Diacritics, Unicode normalization and transliteration

How NFD and NFC normalization strip accents, why some letters need a manual map, and where transliteration to ASCII helps.

What a diacritic really is

A diacritic is a small mark added to a base letter to change its sound, such as the acute on e in cafe or the umlaut on u in Zurich. On screen the accented letter looks like a single glyph, but Unicode can represent it two ways: as one precomposed code point, or as a base letter followed by a separate combining mark. That dual nature is the key to removing accents cleanly, because once a letter is split apart the mark can simply be deleted.

NFD and NFC normalization

Unicode defines normalization forms that convert between the composed and decomposed views. NFD, the decomposition form, rewrites an accented letter as its base plus one or more combining marks that live in the U+0300 to U+036F range. This tool applies NFD, deletes every character in that combining range, then applies NFC to recompose whatever is left. The result keeps the plain base letters and drops only the accents, which is far safer than trying to match thousands of precomposed characters by hand.

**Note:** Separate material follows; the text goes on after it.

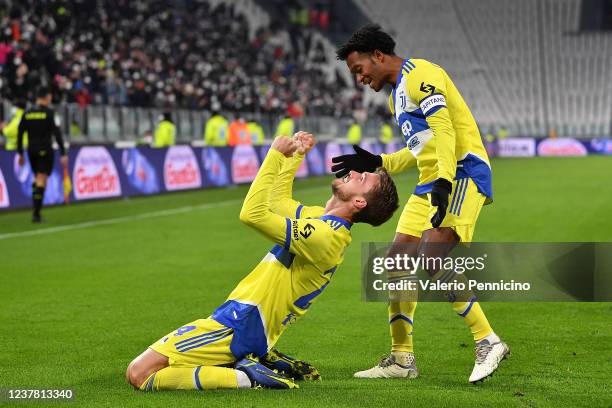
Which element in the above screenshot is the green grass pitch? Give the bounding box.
[0,157,612,407]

Letters that will not decompose

Normalization does not solve everything, because some letters are not an accented form of an ASCII letter at all. The German sharp s, the ae and oe ligatures, thorn and eth from Old English and Icelandic, and stroked letters like o-slash and l-stroke have no base letter to fall back to. NFD leaves them intact, so the tool carries an explicit map that transliterates each one to a sensible ASCII string, turning the sharp s into ss and thorn into th rather than dropping them.

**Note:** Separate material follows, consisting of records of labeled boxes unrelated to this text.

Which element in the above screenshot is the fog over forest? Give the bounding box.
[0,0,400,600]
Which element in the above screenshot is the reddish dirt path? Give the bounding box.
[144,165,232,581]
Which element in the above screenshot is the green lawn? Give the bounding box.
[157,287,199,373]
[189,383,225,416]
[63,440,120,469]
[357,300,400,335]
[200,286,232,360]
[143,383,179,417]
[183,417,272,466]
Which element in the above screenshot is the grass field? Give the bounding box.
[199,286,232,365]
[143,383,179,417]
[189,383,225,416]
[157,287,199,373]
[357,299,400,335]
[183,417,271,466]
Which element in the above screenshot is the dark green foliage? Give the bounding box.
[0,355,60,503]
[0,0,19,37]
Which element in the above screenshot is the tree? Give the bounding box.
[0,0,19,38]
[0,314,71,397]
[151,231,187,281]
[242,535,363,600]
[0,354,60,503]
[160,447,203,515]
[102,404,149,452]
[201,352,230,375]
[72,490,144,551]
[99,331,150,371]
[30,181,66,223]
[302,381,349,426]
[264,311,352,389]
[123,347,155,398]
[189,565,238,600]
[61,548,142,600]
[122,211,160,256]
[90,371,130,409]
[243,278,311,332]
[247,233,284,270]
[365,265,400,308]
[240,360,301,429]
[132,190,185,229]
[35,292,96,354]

Where transliteration to ASCII helps

Plain ASCII is still the safest currency for machine-readable text. URL slugs, filenames, email local parts, sort keys and legacy database columns can all misbehave when fed accented bytes, sometimes double-encoding into mojibake. Stripping accents first gives you a clean, predictable string that you can then lowercase and slugify. It also improves matching, so a search for Munchen can find Munchen written with an umlaut once both sides are folded to ASCII.

Frequently asked questions

Is removing accents the same as normalizing to NFC?

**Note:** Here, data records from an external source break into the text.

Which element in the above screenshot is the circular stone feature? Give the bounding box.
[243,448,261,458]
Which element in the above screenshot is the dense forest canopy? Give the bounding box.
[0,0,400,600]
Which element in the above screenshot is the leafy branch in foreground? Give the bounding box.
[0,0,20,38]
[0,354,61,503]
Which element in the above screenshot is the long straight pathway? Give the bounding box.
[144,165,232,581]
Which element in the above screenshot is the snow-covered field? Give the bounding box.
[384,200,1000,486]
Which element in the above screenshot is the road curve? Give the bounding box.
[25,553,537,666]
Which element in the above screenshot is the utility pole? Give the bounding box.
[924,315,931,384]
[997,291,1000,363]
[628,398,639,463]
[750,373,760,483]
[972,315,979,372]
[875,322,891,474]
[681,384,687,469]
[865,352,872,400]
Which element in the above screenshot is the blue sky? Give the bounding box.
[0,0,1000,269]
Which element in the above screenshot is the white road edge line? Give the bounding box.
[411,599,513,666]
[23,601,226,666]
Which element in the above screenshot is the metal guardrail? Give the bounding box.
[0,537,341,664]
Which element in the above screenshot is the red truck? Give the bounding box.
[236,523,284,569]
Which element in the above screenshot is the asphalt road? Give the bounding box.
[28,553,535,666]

No. NFC only reshapes how a character is stored while keeping the accent. Removing accents goes further: it decomposes with NFD, deletes the combining marks, and transliterates special letters, so the accent is gone rather than merely recomposed.

Why not just strip every non-ASCII byte?

Because that deletes information. Blindly dropping non-ASCII bytes turns cafe with an accent into caf and loses the sharp s entirely. Decomposing first keeps the base letter, and the transliteration map preserves letters that have no direct ASCII form.